Excavations carried out by a team of palaeontologists at a coal mine in Ariño (Teruel Province), led to the discovery of iguanodontid fossil material that represents at least six individual dinosaurs.  It total more than 340 dinosaur bones have been found so far, most importantly a number of elements from the skull, including a beautifully preserved and nearly complete specimen of a skull from an adult animal.  Studies carried out on the fossils have provided enough evidence for the scientists to establish a new genus of European Iguanodon.  The new dinosaur has been named Proa valdearinnoensis.  The genus name reflects the shape of the predentary bone, as it reminded the scientists of the shape of a bow on a boat.

Honouring Val de Ariño

The species name honours the location where the fossils were found Val de Ariño, the traditional name for this part of the Teruel region.  This particular iguanodontid is distinguished by a very distinctive anatomical feature (autapomorphy), the predentary comes to a point at its tip (the rostral margin).  The predentary bone also has upward pointing projections (divergent lateral processes).  It is these characteristics that has led to the establishment of a new iguanodontid genus.

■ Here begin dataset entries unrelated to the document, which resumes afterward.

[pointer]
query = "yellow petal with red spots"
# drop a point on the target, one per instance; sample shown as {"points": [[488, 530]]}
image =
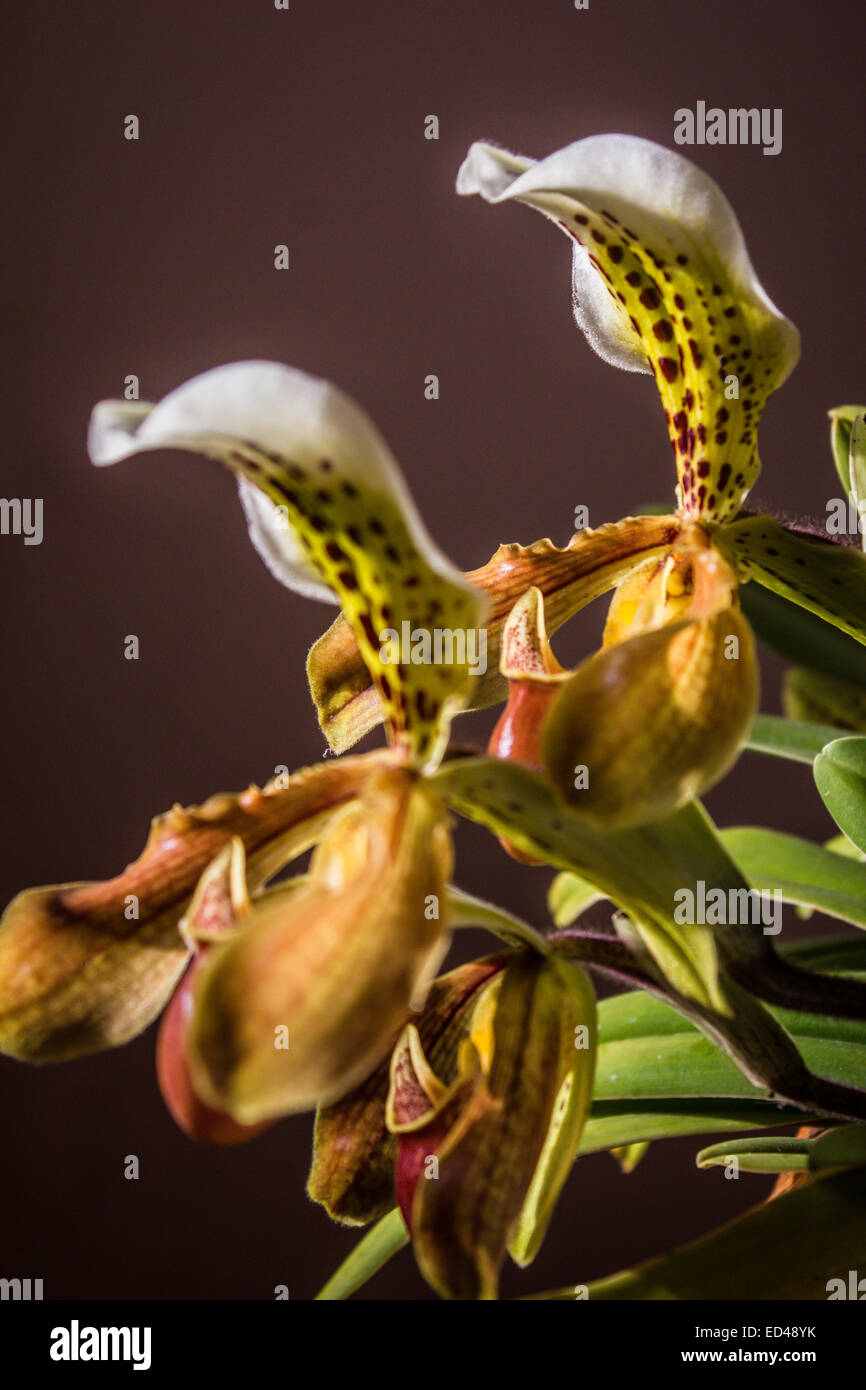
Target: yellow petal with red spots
{"points": [[331, 516], [663, 284]]}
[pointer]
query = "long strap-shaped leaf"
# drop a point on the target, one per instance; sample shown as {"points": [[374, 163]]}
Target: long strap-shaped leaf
{"points": [[787, 1248]]}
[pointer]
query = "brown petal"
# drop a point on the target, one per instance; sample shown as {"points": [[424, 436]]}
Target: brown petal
{"points": [[332, 970], [89, 965], [569, 578], [353, 1154]]}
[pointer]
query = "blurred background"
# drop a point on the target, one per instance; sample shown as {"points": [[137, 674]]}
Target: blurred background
{"points": [[156, 257]]}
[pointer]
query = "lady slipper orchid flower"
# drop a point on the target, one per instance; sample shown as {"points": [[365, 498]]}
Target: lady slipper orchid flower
{"points": [[662, 284], [291, 994], [474, 1125]]}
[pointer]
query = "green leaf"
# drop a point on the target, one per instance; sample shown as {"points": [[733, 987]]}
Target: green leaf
{"points": [[858, 469], [824, 578], [638, 869], [840, 1147], [622, 1123], [569, 897], [805, 873], [467, 911], [759, 1155], [790, 737], [841, 420], [802, 637], [656, 1076], [840, 774], [826, 699], [787, 1248], [630, 1155], [369, 1255]]}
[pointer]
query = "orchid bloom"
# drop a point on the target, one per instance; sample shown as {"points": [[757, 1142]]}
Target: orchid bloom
{"points": [[289, 994], [662, 284], [474, 1123]]}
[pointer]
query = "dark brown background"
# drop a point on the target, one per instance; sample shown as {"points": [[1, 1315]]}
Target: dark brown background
{"points": [[156, 257]]}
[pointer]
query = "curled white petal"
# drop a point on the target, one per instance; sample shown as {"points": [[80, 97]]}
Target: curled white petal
{"points": [[666, 199], [281, 413]]}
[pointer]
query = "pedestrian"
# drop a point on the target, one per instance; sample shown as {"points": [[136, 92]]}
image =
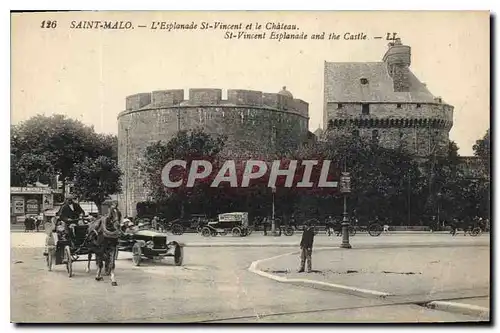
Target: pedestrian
{"points": [[329, 225], [278, 225], [306, 245]]}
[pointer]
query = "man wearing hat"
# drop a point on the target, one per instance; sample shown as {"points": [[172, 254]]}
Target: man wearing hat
{"points": [[306, 248], [70, 210]]}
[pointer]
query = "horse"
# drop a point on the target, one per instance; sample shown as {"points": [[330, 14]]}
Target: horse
{"points": [[102, 240]]}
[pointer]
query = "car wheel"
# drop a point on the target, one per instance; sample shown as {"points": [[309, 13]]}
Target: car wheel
{"points": [[177, 229], [178, 255], [289, 231]]}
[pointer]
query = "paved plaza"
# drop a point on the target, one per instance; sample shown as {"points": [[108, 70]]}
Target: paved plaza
{"points": [[215, 283]]}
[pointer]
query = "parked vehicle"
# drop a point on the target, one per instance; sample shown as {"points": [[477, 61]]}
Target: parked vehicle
{"points": [[193, 223], [70, 243], [235, 223], [150, 244]]}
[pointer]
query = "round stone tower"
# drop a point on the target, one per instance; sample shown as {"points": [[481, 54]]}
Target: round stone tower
{"points": [[385, 102], [255, 123]]}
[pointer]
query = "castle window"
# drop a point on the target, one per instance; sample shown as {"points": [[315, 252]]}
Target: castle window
{"points": [[365, 109]]}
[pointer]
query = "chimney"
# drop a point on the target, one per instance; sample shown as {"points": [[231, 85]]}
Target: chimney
{"points": [[398, 60]]}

A number of specimens, including the best preserved skull material will be put on display at a regional natural history museum.  The fossil material was excavated from the Escucha Formation of Teruel Province (eastern Spain).

Fossil Material on Display (Proa valdearinnoensis skull material)

The skull fossils of Proa valdearinnoensis shown in lateral view.

The skull fossils of Proa valdearinnoensis shown in lateral view.

Picture credit: Museo Aragonés de Paleontología

The fossilised bones have been dated to approximately 112 – 110 million years ago (Lower Albian faunal stage of the Cretaceous) and palaeontologists estimate that P. valdearinnoensis would have been about seven to eight metres in length as a fully grown, mature adult.